CHARLOTTE LOSES A ‘STRANGELY COOL BUILDING’

The Charlotte Masonic Temple was “one of the most dramatic buildings in downtown Charlotte,” the Charlotte-Mecklenburg Historic Landmarks Commission wrote in 1980. Completed in 1914 on South Tryon Street, the four-story building was meant to look like King Solomon’s Temple, with two stone columns topped by lotus blossoms flanking the front doors.

First Union Bank acquired the building and much of the rest of the block for its new headquarters in the 1980s.
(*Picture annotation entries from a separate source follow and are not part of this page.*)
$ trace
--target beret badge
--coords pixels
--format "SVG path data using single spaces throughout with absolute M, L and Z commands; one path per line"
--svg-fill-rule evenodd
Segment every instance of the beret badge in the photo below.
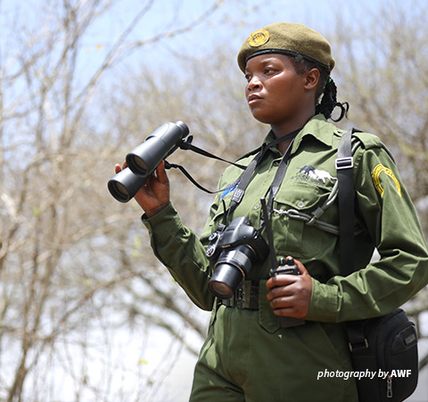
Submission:
M 251 33 L 248 38 L 248 44 L 251 47 L 259 47 L 269 40 L 269 32 L 266 29 L 259 29 Z

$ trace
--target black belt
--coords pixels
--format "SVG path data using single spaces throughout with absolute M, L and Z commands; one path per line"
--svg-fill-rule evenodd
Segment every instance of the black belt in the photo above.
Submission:
M 232 297 L 219 301 L 226 307 L 259 310 L 259 285 L 258 281 L 244 281 L 238 286 Z

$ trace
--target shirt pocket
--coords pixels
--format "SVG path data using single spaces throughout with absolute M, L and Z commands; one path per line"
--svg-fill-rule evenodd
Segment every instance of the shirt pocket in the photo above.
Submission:
M 334 247 L 336 236 L 307 224 L 311 213 L 321 206 L 331 189 L 306 183 L 283 185 L 274 199 L 272 229 L 278 255 L 314 258 Z M 332 208 L 332 207 L 330 207 Z M 329 214 L 321 217 L 332 216 Z

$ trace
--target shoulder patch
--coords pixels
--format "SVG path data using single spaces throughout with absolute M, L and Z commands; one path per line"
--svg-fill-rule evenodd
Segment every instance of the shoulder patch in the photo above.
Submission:
M 395 177 L 392 171 L 383 166 L 383 164 L 378 164 L 373 170 L 372 180 L 373 180 L 373 184 L 374 184 L 374 188 L 376 188 L 377 192 L 381 195 L 381 197 L 383 197 L 383 194 L 385 192 L 385 190 L 382 187 L 381 178 L 380 178 L 381 173 L 383 172 L 384 172 L 387 176 L 392 179 L 392 180 L 394 181 L 397 192 L 399 193 L 399 197 L 401 197 L 401 186 L 399 185 L 399 182 Z

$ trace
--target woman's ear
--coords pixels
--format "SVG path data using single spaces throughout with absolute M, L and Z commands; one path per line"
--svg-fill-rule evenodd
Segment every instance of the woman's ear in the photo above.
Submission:
M 305 89 L 310 90 L 317 88 L 319 81 L 318 69 L 312 69 L 306 73 Z

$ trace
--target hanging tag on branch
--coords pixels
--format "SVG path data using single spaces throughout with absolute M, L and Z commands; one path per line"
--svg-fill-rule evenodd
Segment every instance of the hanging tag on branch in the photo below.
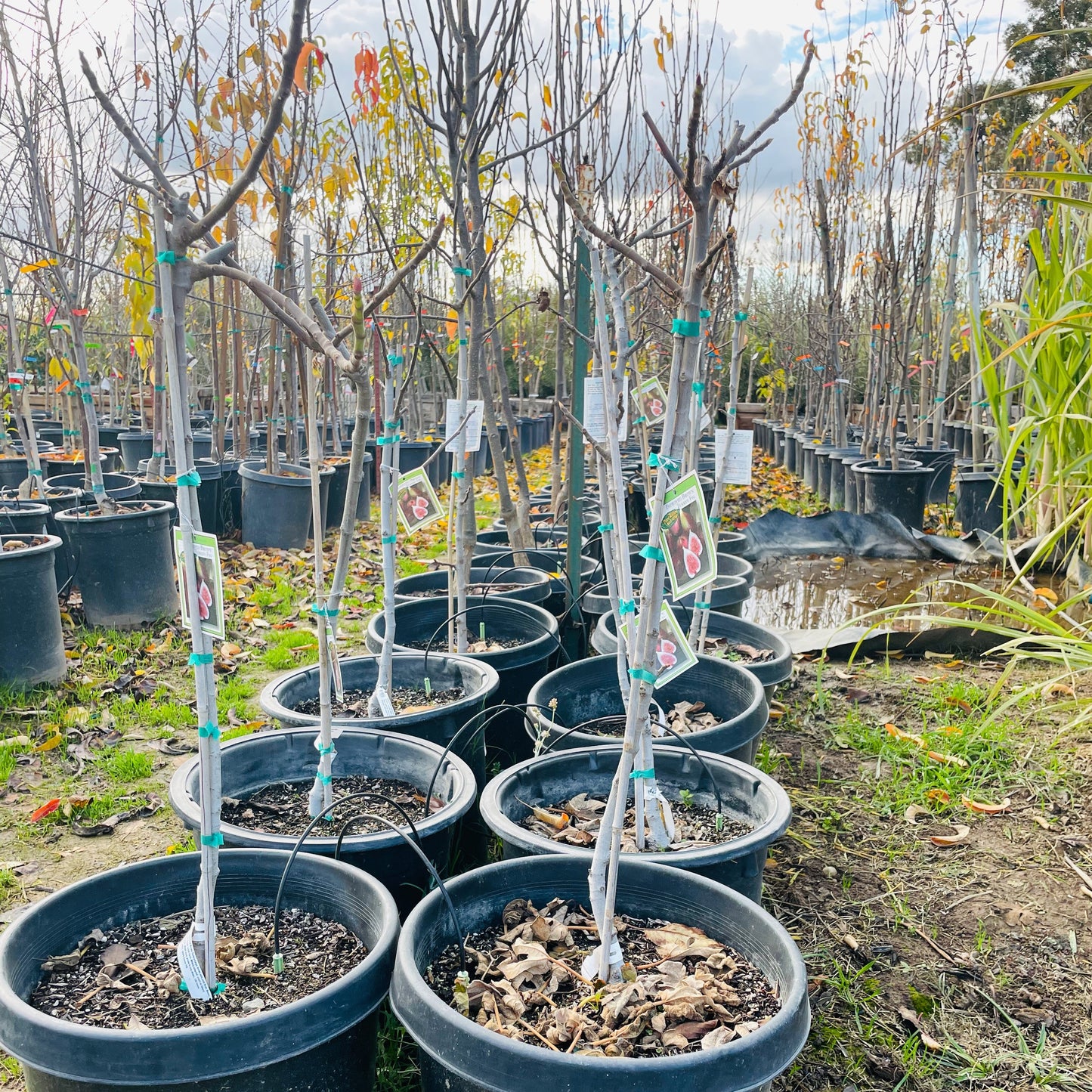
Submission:
M 638 625 L 634 616 L 621 624 L 621 639 L 629 644 L 630 628 Z M 698 663 L 698 654 L 690 648 L 679 626 L 675 613 L 666 603 L 660 608 L 660 633 L 656 637 L 655 662 L 652 672 L 656 676 L 653 688 L 658 690 L 665 682 L 677 678 Z
M 443 450 L 459 451 L 460 442 L 465 443 L 467 454 L 482 447 L 482 417 L 485 414 L 485 402 L 482 399 L 467 399 L 466 413 L 471 419 L 466 427 L 455 436 L 463 423 L 465 414 L 459 412 L 459 399 L 448 399 L 448 408 L 443 415 Z
M 732 434 L 732 444 L 728 444 L 728 430 L 719 428 L 714 436 L 716 441 L 716 473 L 724 485 L 750 485 L 751 462 L 755 449 L 755 434 L 737 428 Z M 725 464 L 725 455 L 727 463 Z
M 186 586 L 186 559 L 182 532 L 175 529 L 175 561 L 178 570 L 178 595 L 182 604 L 182 628 L 190 626 L 190 595 Z M 224 571 L 219 567 L 219 543 L 215 535 L 193 532 L 193 561 L 198 571 L 198 610 L 201 629 L 211 637 L 226 640 L 224 625 Z
M 680 600 L 716 577 L 716 550 L 698 472 L 679 478 L 664 494 L 660 545 L 672 582 L 672 598 Z
M 428 479 L 428 472 L 422 466 L 399 478 L 397 506 L 399 519 L 407 535 L 413 535 L 444 517 L 432 483 Z
M 204 981 L 204 971 L 201 970 L 201 961 L 193 947 L 192 925 L 187 930 L 186 936 L 178 941 L 176 953 L 178 956 L 178 970 L 182 974 L 182 982 L 186 983 L 186 992 L 195 1001 L 211 1001 L 212 990 L 209 988 L 209 983 Z
M 607 405 L 602 376 L 584 379 L 584 428 L 596 443 L 607 442 Z

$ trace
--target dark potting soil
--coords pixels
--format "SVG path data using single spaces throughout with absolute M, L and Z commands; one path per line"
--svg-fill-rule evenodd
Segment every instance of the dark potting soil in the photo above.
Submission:
M 722 1046 L 781 1008 L 776 988 L 739 952 L 701 929 L 618 915 L 622 980 L 582 974 L 595 921 L 574 901 L 536 910 L 514 899 L 501 921 L 426 971 L 435 993 L 484 1028 L 519 1042 L 595 1057 L 663 1057 Z M 595 997 L 595 1001 L 590 999 Z
M 199 1001 L 179 988 L 175 946 L 193 914 L 149 917 L 108 933 L 94 929 L 68 954 L 41 964 L 31 995 L 36 1009 L 96 1028 L 195 1028 L 248 1017 L 307 997 L 336 982 L 367 954 L 344 925 L 301 910 L 281 911 L 285 968 L 273 973 L 272 906 L 216 907 L 216 972 L 227 988 Z
M 447 640 L 441 639 L 438 641 L 432 641 L 431 644 L 425 641 L 400 641 L 403 648 L 406 649 L 418 649 L 424 651 L 426 649 L 431 649 L 434 652 L 444 652 L 447 650 Z M 520 645 L 525 644 L 525 641 L 520 640 L 518 637 L 487 637 L 480 641 L 468 641 L 466 644 L 467 652 L 503 652 L 505 649 L 518 649 Z
M 638 850 L 637 816 L 630 805 L 626 810 L 626 826 L 621 835 L 622 853 L 672 853 L 698 850 L 705 845 L 723 845 L 749 834 L 753 829 L 749 823 L 721 815 L 716 808 L 707 807 L 692 798 L 676 798 L 670 804 L 675 820 L 675 840 L 665 850 L 657 850 L 648 836 L 649 828 L 645 824 L 644 848 Z M 522 820 L 522 824 L 554 842 L 592 846 L 598 839 L 600 821 L 606 806 L 605 796 L 580 793 L 549 807 L 533 808 Z
M 426 693 L 423 687 L 396 686 L 390 692 L 395 713 L 423 713 L 439 705 L 450 705 L 462 697 L 464 691 L 461 686 L 448 687 L 447 690 L 432 690 L 429 693 Z M 370 690 L 346 690 L 344 701 L 333 699 L 333 715 L 359 716 L 361 720 L 367 720 L 369 698 L 371 698 Z M 320 715 L 318 698 L 306 698 L 293 705 L 293 709 L 308 716 Z
M 307 798 L 313 784 L 313 778 L 307 781 L 280 781 L 273 785 L 264 785 L 241 800 L 225 796 L 222 811 L 224 820 L 236 827 L 245 827 L 247 830 L 298 838 L 311 821 Z M 425 818 L 425 794 L 408 781 L 365 778 L 363 774 L 356 774 L 348 778 L 335 776 L 331 787 L 334 799 L 351 796 L 353 793 L 376 793 L 401 805 L 414 822 Z M 442 807 L 443 802 L 434 797 L 432 810 Z M 404 827 L 406 822 L 405 816 L 387 800 L 372 798 L 351 800 L 331 811 L 329 822 L 320 820 L 308 836 L 329 838 L 331 834 L 337 834 L 349 818 L 366 814 L 382 816 L 399 827 Z M 390 828 L 375 819 L 358 819 L 349 828 L 349 833 L 370 834 L 380 830 Z

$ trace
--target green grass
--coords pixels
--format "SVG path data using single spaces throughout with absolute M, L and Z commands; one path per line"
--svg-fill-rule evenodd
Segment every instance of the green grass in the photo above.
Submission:
M 127 747 L 115 749 L 105 755 L 98 762 L 99 769 L 110 781 L 128 785 L 134 781 L 143 781 L 152 774 L 152 756 L 144 751 Z

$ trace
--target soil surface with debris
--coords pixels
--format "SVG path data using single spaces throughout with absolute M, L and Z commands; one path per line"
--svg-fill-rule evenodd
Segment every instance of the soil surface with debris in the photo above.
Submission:
M 763 904 L 812 1026 L 779 1092 L 1092 1089 L 1092 729 L 1053 673 L 1004 667 L 797 663 L 781 691 Z
M 542 911 L 514 899 L 465 941 L 468 981 L 451 945 L 428 969 L 437 995 L 484 1028 L 532 1046 L 589 1057 L 662 1057 L 723 1046 L 781 1009 L 771 983 L 701 929 L 619 915 L 622 980 L 581 973 L 595 919 L 577 902 Z M 596 997 L 596 1004 L 590 998 Z
M 225 796 L 221 815 L 224 822 L 245 827 L 247 830 L 260 830 L 266 834 L 287 834 L 298 838 L 311 822 L 312 817 L 308 814 L 308 797 L 313 784 L 313 778 L 307 781 L 280 781 L 276 784 L 259 788 L 241 800 Z M 349 800 L 349 803 L 334 808 L 329 814 L 330 821 L 320 820 L 308 835 L 309 838 L 329 838 L 331 834 L 337 834 L 349 819 L 368 814 L 389 819 L 396 827 L 405 827 L 406 815 L 414 822 L 425 818 L 425 794 L 408 781 L 395 781 L 391 778 L 365 778 L 363 775 L 335 776 L 331 787 L 334 799 L 352 796 L 354 793 L 376 795 L 368 799 Z M 379 799 L 379 796 L 387 797 L 387 799 Z M 434 798 L 432 810 L 442 807 L 442 802 Z M 390 830 L 385 823 L 378 822 L 376 819 L 360 818 L 355 819 L 349 828 L 349 833 L 370 834 L 385 830 Z
M 675 821 L 675 839 L 660 850 L 652 842 L 645 824 L 644 848 L 637 846 L 637 816 L 633 806 L 626 809 L 626 824 L 621 835 L 622 853 L 672 853 L 680 850 L 698 850 L 708 845 L 722 845 L 749 834 L 752 828 L 738 819 L 720 814 L 715 807 L 675 798 L 672 817 Z M 522 824 L 535 834 L 567 845 L 595 845 L 600 834 L 600 823 L 607 802 L 605 796 L 579 793 L 568 799 L 557 800 L 545 807 L 532 807 Z
M 43 964 L 29 1004 L 71 1023 L 129 1031 L 194 1028 L 280 1008 L 336 982 L 367 954 L 339 922 L 281 912 L 285 968 L 273 973 L 273 909 L 216 907 L 216 970 L 226 988 L 209 1001 L 181 988 L 175 948 L 190 913 L 150 917 L 104 933 Z
M 450 705 L 465 697 L 461 686 L 448 687 L 444 690 L 425 691 L 424 687 L 394 687 L 389 697 L 395 713 L 423 713 L 429 709 L 438 709 L 440 705 Z M 371 698 L 371 690 L 346 690 L 343 701 L 333 699 L 331 704 L 334 716 L 358 716 L 361 720 L 368 719 L 368 701 Z M 306 716 L 318 716 L 319 699 L 307 698 L 297 702 L 293 710 L 304 713 Z

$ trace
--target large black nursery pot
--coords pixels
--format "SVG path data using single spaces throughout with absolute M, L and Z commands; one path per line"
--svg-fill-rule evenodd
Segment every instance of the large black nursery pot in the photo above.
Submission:
M 933 476 L 929 467 L 912 460 L 900 460 L 898 468 L 887 461 L 869 462 L 858 464 L 857 473 L 865 484 L 865 512 L 893 515 L 905 526 L 922 530 Z
M 219 854 L 216 904 L 272 906 L 287 853 Z M 371 876 L 316 854 L 288 871 L 283 907 L 351 929 L 368 954 L 323 989 L 245 1019 L 173 1031 L 116 1031 L 58 1020 L 26 1004 L 41 963 L 92 929 L 189 913 L 200 855 L 122 865 L 31 906 L 0 937 L 0 1043 L 23 1066 L 27 1092 L 368 1092 L 380 1002 L 399 936 L 397 909 Z M 230 989 L 228 985 L 228 989 Z
M 23 548 L 11 549 L 15 542 Z M 0 685 L 56 685 L 68 672 L 54 574 L 61 548 L 56 535 L 0 534 Z
M 330 480 L 333 467 L 320 468 Z M 242 478 L 242 541 L 259 548 L 302 549 L 311 537 L 311 477 L 306 466 L 281 464 L 266 474 L 264 460 L 239 467 Z
M 360 474 L 360 488 L 356 496 L 356 512 L 354 519 L 371 521 L 371 455 L 364 453 L 364 466 Z M 345 495 L 348 490 L 348 456 L 331 462 L 334 473 L 330 479 L 330 499 L 327 503 L 327 530 L 340 527 L 345 513 Z
M 745 822 L 751 829 L 719 845 L 657 853 L 656 860 L 708 876 L 757 903 L 762 898 L 767 852 L 788 829 L 792 818 L 788 794 L 773 778 L 751 765 L 708 751 L 699 755 L 679 747 L 653 747 L 656 785 L 672 802 L 673 810 L 676 815 L 685 812 L 688 805 L 679 795 L 684 790 L 693 794 L 691 804 L 716 810 L 720 792 L 720 810 L 725 818 Z M 500 839 L 505 859 L 556 853 L 579 857 L 590 866 L 591 846 L 570 845 L 537 834 L 524 827 L 523 820 L 531 808 L 554 808 L 578 793 L 606 799 L 620 756 L 621 744 L 556 751 L 529 759 L 494 778 L 478 806 L 482 818 Z M 630 782 L 629 800 L 633 798 L 632 787 Z
M 280 782 L 304 782 L 308 790 L 314 782 L 319 752 L 314 749 L 313 728 L 259 732 L 228 740 L 221 749 L 221 778 L 225 796 L 246 799 L 259 788 Z M 427 739 L 414 739 L 394 732 L 346 728 L 334 740 L 333 788 L 340 792 L 339 778 L 361 775 L 389 778 L 414 785 L 424 796 L 432 775 L 432 795 L 443 807 L 414 822 L 420 847 L 443 875 L 451 856 L 456 822 L 474 804 L 476 786 L 471 768 L 454 755 Z M 441 764 L 442 759 L 442 764 Z M 201 773 L 199 759 L 192 758 L 170 779 L 170 806 L 175 815 L 194 831 L 201 829 Z M 437 772 L 439 771 L 439 772 Z M 369 810 L 368 800 L 363 802 Z M 332 857 L 337 835 L 344 824 L 344 809 L 331 812 L 325 824 L 329 834 L 308 838 L 304 850 Z M 224 844 L 250 850 L 290 850 L 298 835 L 273 834 L 249 827 L 223 823 Z M 405 839 L 390 829 L 375 833 L 349 833 L 342 842 L 341 858 L 375 877 L 393 895 L 402 913 L 416 905 L 431 887 L 428 869 Z
M 1002 534 L 1005 490 L 995 470 L 957 472 L 954 514 L 964 534 L 975 530 Z
M 459 930 L 500 919 L 513 899 L 586 905 L 587 865 L 578 857 L 524 857 L 466 873 L 448 883 Z M 424 1092 L 743 1092 L 768 1090 L 804 1048 L 810 1025 L 807 969 L 785 929 L 760 906 L 704 876 L 627 854 L 618 869 L 618 912 L 702 929 L 750 960 L 778 989 L 781 1011 L 725 1046 L 670 1057 L 585 1057 L 507 1038 L 451 1008 L 425 978 L 455 936 L 447 904 L 432 891 L 399 940 L 391 1007 L 420 1047 Z
M 952 486 L 952 467 L 956 465 L 956 452 L 945 446 L 941 448 L 906 446 L 899 449 L 900 456 L 907 456 L 921 463 L 930 472 L 928 489 L 925 495 L 926 505 L 947 505 L 948 494 Z
M 0 498 L 0 535 L 44 535 L 50 514 L 44 500 Z
M 555 662 L 560 639 L 557 619 L 533 603 L 517 600 L 494 600 L 492 596 L 467 596 L 466 628 L 470 640 L 497 641 L 518 640 L 521 643 L 497 652 L 467 652 L 471 660 L 488 664 L 499 679 L 490 704 L 509 705 L 522 702 L 527 691 L 549 670 Z M 399 644 L 407 638 L 427 641 L 435 637 L 432 649 L 443 652 L 448 646 L 448 601 L 414 600 L 394 607 L 395 650 L 408 651 Z M 439 631 L 439 632 L 438 632 Z M 366 638 L 369 652 L 378 655 L 383 646 L 387 632 L 387 617 L 382 612 L 372 615 L 368 622 Z M 431 654 L 429 655 L 431 658 Z M 505 764 L 519 761 L 531 753 L 531 745 L 523 731 L 522 714 L 511 713 L 498 717 L 486 729 L 487 759 L 491 761 L 495 751 L 501 755 Z
M 341 662 L 342 682 L 346 690 L 371 691 L 379 674 L 378 656 L 348 656 Z M 434 690 L 461 687 L 463 697 L 446 705 L 436 705 L 416 713 L 394 716 L 335 716 L 333 723 L 347 728 L 379 728 L 399 732 L 416 739 L 428 739 L 446 747 L 454 734 L 479 712 L 497 691 L 500 679 L 488 664 L 467 656 L 431 653 L 426 663 L 424 652 L 396 652 L 392 662 L 391 680 L 395 689 L 410 687 L 419 690 L 428 678 Z M 262 690 L 259 703 L 263 712 L 286 727 L 318 728 L 318 714 L 300 713 L 296 705 L 319 696 L 318 665 L 302 667 L 282 675 Z M 470 735 L 470 733 L 467 733 Z M 466 737 L 456 745 L 474 775 L 485 784 L 484 748 L 477 741 L 467 744 Z
M 690 630 L 693 610 L 687 607 L 673 606 L 672 613 L 678 620 L 684 633 Z M 769 652 L 765 660 L 734 661 L 740 667 L 746 667 L 762 684 L 765 700 L 773 700 L 774 691 L 782 682 L 793 677 L 793 650 L 788 642 L 772 629 L 759 626 L 758 622 L 735 618 L 719 610 L 709 613 L 705 624 L 705 636 L 710 640 L 721 639 L 729 644 L 746 644 L 760 653 Z M 615 632 L 614 612 L 605 614 L 592 634 L 592 648 L 604 656 L 614 656 L 618 651 L 618 634 Z M 728 654 L 727 658 L 732 658 Z
M 56 517 L 75 562 L 88 625 L 139 629 L 178 610 L 170 515 L 175 506 L 147 500 L 96 514 L 70 508 Z
M 550 594 L 549 575 L 542 569 L 510 565 L 475 565 L 470 572 L 470 586 L 476 585 L 488 587 L 486 594 L 490 600 L 520 600 L 523 603 L 542 604 Z M 415 572 L 394 581 L 395 606 L 400 603 L 417 603 L 426 596 L 447 602 L 447 569 Z
M 557 704 L 551 707 L 555 699 Z M 713 713 L 717 723 L 688 733 L 687 743 L 697 750 L 727 755 L 741 762 L 753 760 L 770 716 L 762 684 L 738 664 L 713 656 L 699 656 L 693 667 L 656 690 L 653 701 L 665 714 L 679 701 L 704 702 L 704 711 Z M 532 687 L 527 704 L 527 734 L 541 739 L 544 747 L 571 750 L 619 738 L 625 708 L 616 658 L 593 656 L 550 672 Z M 657 719 L 655 710 L 653 717 Z M 618 735 L 596 732 L 596 725 L 603 724 L 612 731 L 617 728 Z M 669 735 L 657 743 L 686 746 Z
M 139 474 L 140 464 L 152 458 L 154 432 L 121 432 L 118 447 L 121 449 L 121 465 L 127 474 Z
M 198 486 L 198 512 L 201 517 L 201 530 L 218 534 L 221 527 L 221 476 L 219 463 L 214 459 L 195 459 L 194 468 L 201 478 Z M 170 517 L 170 525 L 178 526 L 178 485 L 167 480 L 178 474 L 178 468 L 171 463 L 163 463 L 161 478 L 149 478 L 147 461 L 142 460 L 140 464 L 141 477 L 140 495 L 145 500 L 169 500 L 175 506 L 175 511 Z

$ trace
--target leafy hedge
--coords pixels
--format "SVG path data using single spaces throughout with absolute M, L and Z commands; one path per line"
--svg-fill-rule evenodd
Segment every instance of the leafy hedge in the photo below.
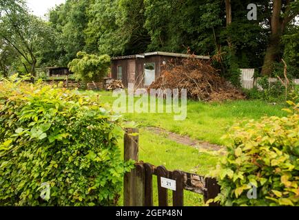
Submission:
M 0 82 L 0 205 L 110 206 L 132 162 L 97 98 Z
M 287 118 L 252 120 L 227 137 L 232 144 L 214 173 L 221 205 L 299 206 L 299 104 L 289 102 Z

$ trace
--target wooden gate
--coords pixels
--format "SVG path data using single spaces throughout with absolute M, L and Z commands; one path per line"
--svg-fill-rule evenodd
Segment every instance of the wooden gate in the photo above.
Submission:
M 168 206 L 168 192 L 172 191 L 174 206 L 183 206 L 184 190 L 201 194 L 205 202 L 215 198 L 220 186 L 213 178 L 181 170 L 169 171 L 164 166 L 138 162 L 138 130 L 127 129 L 124 138 L 125 160 L 138 162 L 135 168 L 124 177 L 125 206 L 153 206 L 153 176 L 157 177 L 159 206 Z M 210 206 L 218 204 L 212 203 Z

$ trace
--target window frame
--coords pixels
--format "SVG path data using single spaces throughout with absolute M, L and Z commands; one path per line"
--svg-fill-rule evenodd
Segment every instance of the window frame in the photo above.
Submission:
M 120 70 L 121 69 L 121 72 Z M 121 77 L 119 77 L 121 76 Z M 123 80 L 123 66 L 117 66 L 117 80 Z

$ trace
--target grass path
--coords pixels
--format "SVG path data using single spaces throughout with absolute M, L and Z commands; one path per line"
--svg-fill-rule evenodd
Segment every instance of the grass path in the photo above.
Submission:
M 169 140 L 174 141 L 178 144 L 189 146 L 197 149 L 218 151 L 225 148 L 224 146 L 212 144 L 207 142 L 199 142 L 191 138 L 187 135 L 183 136 L 178 135 L 176 133 L 167 131 L 160 128 L 147 127 L 145 128 L 145 129 L 156 134 L 161 134 L 165 138 L 168 138 Z

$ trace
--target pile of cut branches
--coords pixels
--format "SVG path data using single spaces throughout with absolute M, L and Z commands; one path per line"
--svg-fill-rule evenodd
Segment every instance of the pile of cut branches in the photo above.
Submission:
M 186 89 L 189 98 L 203 101 L 245 98 L 240 89 L 220 76 L 208 62 L 189 58 L 179 64 L 169 61 L 162 69 L 161 76 L 150 89 Z
M 125 87 L 123 86 L 123 84 L 121 82 L 121 80 L 118 80 L 114 79 L 111 80 L 109 82 L 109 83 L 107 83 L 105 85 L 106 90 L 114 90 L 117 89 L 124 89 L 124 88 Z

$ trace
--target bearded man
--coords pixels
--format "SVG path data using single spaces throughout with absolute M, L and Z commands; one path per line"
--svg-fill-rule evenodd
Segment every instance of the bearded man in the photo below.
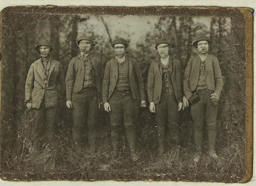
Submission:
M 223 85 L 219 60 L 208 53 L 210 39 L 205 36 L 196 38 L 193 45 L 198 54 L 191 56 L 184 72 L 184 92 L 191 104 L 196 151 L 195 162 L 201 157 L 204 121 L 206 121 L 209 155 L 217 159 L 215 145 L 218 105 Z
M 30 66 L 25 92 L 27 106 L 32 109 L 35 118 L 33 147 L 39 150 L 43 143 L 43 136 L 45 135 L 48 144 L 54 140 L 57 126 L 55 118 L 58 94 L 65 91 L 65 75 L 61 64 L 51 57 L 53 47 L 49 41 L 41 40 L 35 49 L 41 58 Z
M 68 65 L 66 77 L 66 105 L 72 109 L 75 148 L 81 146 L 83 125 L 87 122 L 89 148 L 93 153 L 96 139 L 95 126 L 101 102 L 103 70 L 100 58 L 91 54 L 95 45 L 91 40 L 79 37 L 76 43 L 80 52 L 71 60 Z
M 124 122 L 132 159 L 136 162 L 139 158 L 136 137 L 140 100 L 141 106 L 146 106 L 144 84 L 136 60 L 125 54 L 129 46 L 127 41 L 120 38 L 115 40 L 111 45 L 115 56 L 106 64 L 102 97 L 105 110 L 109 113 L 113 157 L 114 159 L 117 157 L 119 128 Z

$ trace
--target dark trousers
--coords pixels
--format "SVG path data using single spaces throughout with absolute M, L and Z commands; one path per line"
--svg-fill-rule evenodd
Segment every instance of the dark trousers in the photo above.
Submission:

Preservation NC tried to persuade the bank, now Wells Fargo, to incorporate the building into its plans, but it was razed in 1987 to create the plaza in front of the bank’s towers.

“It really truly was a building that everybody knew in downtown Charlotte,” Howard said. “And it was just iconic. It was a strangely cool building.”

The columns were saved, however, and erected in Rock Hill, South Carolina, in 1991 astride a prominent entrance to the city.

A SMALL HOUSE AMID BIG ONES

As the state began selling the grand old houses along Raleigh’s North Blount Street in 2015, Preservation NC had its eye on the smallest, most decrepit of them all. It made an offer on the McGee House, hoping to turn the white Tudor-style home into its headquarters.

But the state accepted a higher offer from the buyers of a larger house next door that wanted to demolish the McGee House and leave the lot unused. Howard says the law directing the state to sell the houses stipulated that they be preserved, but state officials didn’t see it that way.

“We got undercut by the bureaucracy of the State of North Carolina,” he said. “That was really frustrating.”